Only open to the public by invitation Wilmore House is home to a collection of contemporary art by emerging and established British artists.

email the curator: info@wilmorehouse.co.uk

WILMORE HOUSE a history

This Suffolk manor is the family seat of the Earl of Wilmore and the
location of the newly discovered lost chapters of The Count of Monte Cristo.

Secretive and silent as it had always been, the grey stone shining in the moonlight of my dream, the mullioned windows reflecting the green lawns and the terrace. Time could not wreck the perfect symmetry of those walls, nor the site itself, a jewel in the hollow of a hand.
Daphne du Maurier, Rebecca, 1938

Replaying the iconic first line in Daphne du Maurier’s Rebecca, Wilmore House like Manderlay is located through a set of filigree iron gates at the end of a meandering drive. The first sight of this imposing stately home touches what writer Michael Bracewell has called that ‘need within the psyche of Englishness to look back to an idealised past’. This grand mansion set in the Suffolk countryside within forty acres of gardens was originally the site of a medieval Benedictine abbey founded by Henry V in 1415. One of the last great abbeys to be built it was dissolved by Henry VIII in 1539. For a time the house became crown property and was frequently used by Henry as a hunting lodge. In 1604, James I gifted the freehold of the property to the 1st Earl of Wilmore and it has remained the country seat of the Wilmore family ever since.

Many alterations have been made to the house over the centuries but it was not until the 1820s and 30s when more substantial improvements took place. A suite of rooms was furnished for the young Princess Victoria who often stayed at the house, calling it ‘my glittering secret, my diamond’. It was rumoured that the ‘secret’ she referred to was in fact her own passion for the flamboyant and handsome Earl of Wilmore (the 8th incumbent of the title). It was during his tenure that the now infamous art collection began. The Earl, who made many journeys abroad, had a keen eye for art and filled the house with the best examples of contemporary European art including paintings by Géricault and Delacroix.
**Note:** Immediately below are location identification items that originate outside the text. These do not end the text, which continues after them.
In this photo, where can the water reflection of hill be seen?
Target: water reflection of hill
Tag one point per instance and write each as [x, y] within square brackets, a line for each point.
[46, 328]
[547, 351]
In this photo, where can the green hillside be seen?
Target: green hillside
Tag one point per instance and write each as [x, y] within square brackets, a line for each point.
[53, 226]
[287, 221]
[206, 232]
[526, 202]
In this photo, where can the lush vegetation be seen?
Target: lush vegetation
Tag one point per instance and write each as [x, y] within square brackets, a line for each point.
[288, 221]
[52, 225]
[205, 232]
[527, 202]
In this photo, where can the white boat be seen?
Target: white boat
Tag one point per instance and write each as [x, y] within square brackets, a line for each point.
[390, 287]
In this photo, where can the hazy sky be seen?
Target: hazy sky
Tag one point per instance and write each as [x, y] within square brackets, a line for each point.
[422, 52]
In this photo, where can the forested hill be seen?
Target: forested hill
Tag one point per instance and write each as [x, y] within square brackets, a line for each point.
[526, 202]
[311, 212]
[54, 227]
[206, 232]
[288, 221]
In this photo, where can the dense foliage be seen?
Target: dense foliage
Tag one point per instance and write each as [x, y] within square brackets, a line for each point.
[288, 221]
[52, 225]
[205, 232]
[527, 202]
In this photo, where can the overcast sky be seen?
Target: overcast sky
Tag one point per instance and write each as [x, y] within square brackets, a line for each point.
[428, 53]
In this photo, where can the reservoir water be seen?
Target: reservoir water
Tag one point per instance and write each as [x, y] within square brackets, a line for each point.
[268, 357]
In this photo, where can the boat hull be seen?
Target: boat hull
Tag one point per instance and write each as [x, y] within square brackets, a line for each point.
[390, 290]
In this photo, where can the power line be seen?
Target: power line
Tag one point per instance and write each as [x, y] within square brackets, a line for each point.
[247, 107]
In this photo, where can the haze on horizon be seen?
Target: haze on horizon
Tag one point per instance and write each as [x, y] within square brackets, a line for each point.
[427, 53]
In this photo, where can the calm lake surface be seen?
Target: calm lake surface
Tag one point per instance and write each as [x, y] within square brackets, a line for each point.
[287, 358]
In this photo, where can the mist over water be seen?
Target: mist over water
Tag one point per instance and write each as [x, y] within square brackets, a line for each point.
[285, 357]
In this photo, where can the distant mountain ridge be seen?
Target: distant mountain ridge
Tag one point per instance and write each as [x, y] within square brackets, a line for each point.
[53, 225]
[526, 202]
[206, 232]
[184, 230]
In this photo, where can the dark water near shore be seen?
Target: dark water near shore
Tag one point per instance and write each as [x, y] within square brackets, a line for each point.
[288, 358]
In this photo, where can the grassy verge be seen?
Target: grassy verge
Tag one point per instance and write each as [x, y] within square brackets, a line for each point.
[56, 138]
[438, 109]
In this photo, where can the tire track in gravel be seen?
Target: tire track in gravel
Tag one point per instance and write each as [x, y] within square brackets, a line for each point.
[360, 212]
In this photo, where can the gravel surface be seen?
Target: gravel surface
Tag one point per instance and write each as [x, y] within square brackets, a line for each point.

During the First World War, the house became a rest home for recuperating soldiers including many from the Artists’ Rifles who numbered both Wilfred Owen and Paul Nash among their number. It was felt that the artistic atmosphere of Wilmore House would be conducive to their recuperation. But it was Siegfried Sassoon, who was sent here in 1917, who immortalised the house in his poem As Arcady Sleeps:

Our secret slumbers seep into these hallowed halls
As Arcady sleeps, Wilmore weeps

Sassoon loved the house as it reminded him of Weirleigh the neo-gothic mansion in Matfield, Kent where he grew up. ‘I am home again’ he wrote in his diary ‘safe in the arms of this great and peaceful bolt hole’.

Much of the historic art collection was sold in the 1880s to pay for emergency repairs, and in the mid twentieth century death duties and other taxes meant that the house’s future looked very bleak. Fortunes have however changed. with the exciting discovery of two lost chapters of Dumas’s The Count of Monte Cristo in the Wilmore library. This together with a fine contemporary collection of British art (including work by Dick Jewel, Pamela Golden, Margaret Diamond, Charles Avery, Ruby Cedar, Susan Collis, Anton Goldenstein and Alex Pearl) assembled by the current Lord Wilmore with money made from African diamond trading has thrust the house back into the cultural limelight.